Dia berpendapat, temuan penelitian yang didapat timnya di kawasan bernama Dataran Pannonia tersebut cukup unik. Sebab, dalam tinjauan arkeologi Zaman Perunggu Eropa, tidak biasanya peneliti mendapatkan tingkat detail pada begitu banyak bangunan.
Sebelumnya, lokasi tempat ditemukannya situs dianggap sebagai daerah pedalaman yang tidak digunakan untuk pemukiman. Peneliti menyimpulkan ada banyak pemukiman lagi di seluruh Eropa yang merupakan bagian dari jaringan perdagangan yang luas pada masa itu.
Selain menganalisis citra satelit, tim peneliti mengunjungi lokasi tersebut secara langsung menggunakan pesawat kecil. Mereka menemukan jejak dari lusinan bangunan tersembunyi. Sebagian besar pagar atau pembatas rumah dibangun cukup berdekatan.
Hal itu menunjukkan bahwa penghuninya memilih untuk hidup bersama sangat erat. Molloy yang merupakan profesor arkeologi di University College Dublin, Irlandia, menggambarkannya sebagai masyarakat yang kompleks dan terorganisir dengan baik.
"Hamparan tanah pucat tersebut tidak mengikuti keselarasan tertentu, namun tersebar merata, terletak beberapa puluh meter satu sama lain. Meski kami perlu melakukan penggalian untuk memastikan rinciannya, dugaan awal kami adalah bahwa ini adalah tempat di mana keluarga besar tinggal," ucap Molloy.
Ada juga garis besar dari banyak pembatas bangunan yang hampir tidak terlihat. Para arkeolog juga menemukan puing yang tersisa dari tembok dan parit, yang kemungkinan digunakan sebagai benteng untuk membantu melindungi pemukiman tersebut.
Sayangnya, itu hanya terlihat dalam gambar udara karena tanah di daerah itu telah ditimbun dan dibajak selama berabad-abad dalam bidang pertanian, termasuk pembajakan intensif pada abad ke-20. Molloy berkata, tadinya mungkin ada pagar kayu atau tembok yang mengelilingi bagian atas benteng, seperti yang ada di di situs lain di wilayah sama.
Ada beberapa petunjuk mengapa pemukiman tersebut dijaga ketat.
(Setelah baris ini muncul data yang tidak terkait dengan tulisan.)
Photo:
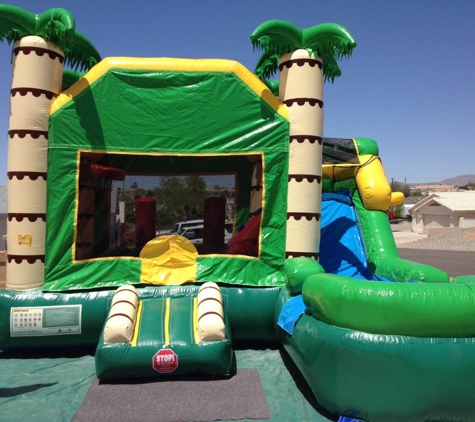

Berdasarkan penemuan kereta pertempuran dan persenjataan di pekuburan di dekat beberapa tempat perlindungan, kemungkinan besar penduduknya "akrab dengan peperangan". Bukan perang satu sama lain, melainkan dengan dunia luar.
Tim peneliti juga menemukan banyak artefak, seperti batu gerinda yang digunakan untuk mengolah biji-bijian, pecahan tembikar, dan potongan perunggu. Ada juga peniti yang digunakan untuk mengencangkan pakaian. Penanggalan radiokarbon dari tulang-tulang hewan yang berserakan di situs tersebut menegaskan adanya pemukiman kuno di sana.
"Dihuni antara tahun 1600 hingga 1200 SM (sebelum Masehi). Kami juga menemukan potongan-potongan olesan terbakar yang menandakan bangunan di sana telah rusak akibat kebakaran," tutur Molloy.
Olesan adalah tanah yang diaplikasikan pada dinding dari batang tipis untuk membuat struktur seperti rumah di masa lalu. Namun, Molloy dan para arkeolog belum menemukan penyebab pemukiman tersebut ditinggalkan sekitar tahun 1200 SM. "Masih menjadi misteri untuk saat ini. Ada kemungkinan mereka menjadi lebih mobile dan bergerak ke tempat lain di sekitar lanskap," ungkapnya.